Les défenseurs du « charbon propre » avancent, quant à eux, l'intérêt du procédé par rapport à une centrale à charbon classique. Comme la gazéification a lieu sous terre, dans le gisement, toutes les impuretés restent également enfouies sous terre. De fait, le CO2 libéré lors de la combustion du charbon et produit ici en amont de la centrale électrique est débarrassé de toutes les impuretés ; il est donc récupéré plus facilement que lors d'une combustion classique du charbon dans une centrale (il serait alors dans les fumées). Il peut ensuite être réinjecté dans le gisement de charbon, transformé peu à peu en cavité. Bref, la capture et la séquestration du carbone sont facilitées. Du point de vue d'une exploitation maximale des réserves charbonnières, l'équation est parfaite. Du point de vue des émissions de carbone, elle ne fait pas le poids face aux énergies renouvelables.

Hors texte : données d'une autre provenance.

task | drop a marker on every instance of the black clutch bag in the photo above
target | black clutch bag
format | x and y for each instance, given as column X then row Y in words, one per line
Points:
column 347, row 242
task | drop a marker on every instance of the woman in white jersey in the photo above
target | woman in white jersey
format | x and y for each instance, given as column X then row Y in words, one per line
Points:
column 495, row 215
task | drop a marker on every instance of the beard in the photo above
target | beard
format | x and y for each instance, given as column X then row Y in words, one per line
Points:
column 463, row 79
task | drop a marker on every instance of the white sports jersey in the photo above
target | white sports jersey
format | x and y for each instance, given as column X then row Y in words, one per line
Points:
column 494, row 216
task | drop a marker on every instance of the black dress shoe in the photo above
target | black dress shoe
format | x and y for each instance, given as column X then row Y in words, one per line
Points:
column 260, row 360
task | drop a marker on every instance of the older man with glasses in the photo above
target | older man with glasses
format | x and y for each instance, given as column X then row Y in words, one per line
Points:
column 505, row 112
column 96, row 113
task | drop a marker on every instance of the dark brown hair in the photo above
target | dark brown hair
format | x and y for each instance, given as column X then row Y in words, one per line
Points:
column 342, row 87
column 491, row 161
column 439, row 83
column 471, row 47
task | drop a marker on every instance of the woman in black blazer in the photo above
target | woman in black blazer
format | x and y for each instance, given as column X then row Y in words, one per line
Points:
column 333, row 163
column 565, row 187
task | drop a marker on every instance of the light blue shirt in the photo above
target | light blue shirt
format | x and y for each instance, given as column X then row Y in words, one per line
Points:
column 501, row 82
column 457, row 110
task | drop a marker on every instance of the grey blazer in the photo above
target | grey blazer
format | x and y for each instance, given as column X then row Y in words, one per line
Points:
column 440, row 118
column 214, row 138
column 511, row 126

La Grande-Bretagne envisage pourtant, si les cinq projets développés par Clean Coal portent leurs fruits, de recourir largement à cette technologie. « D'énormes réserves dorment sous la mer du Nord et, d'ici vingt ans, prognostique Catherine Bond, la directrice de Clean Coal, la gazéification souterraine pourrait alimenter une bonne partie des besoins britanniques. »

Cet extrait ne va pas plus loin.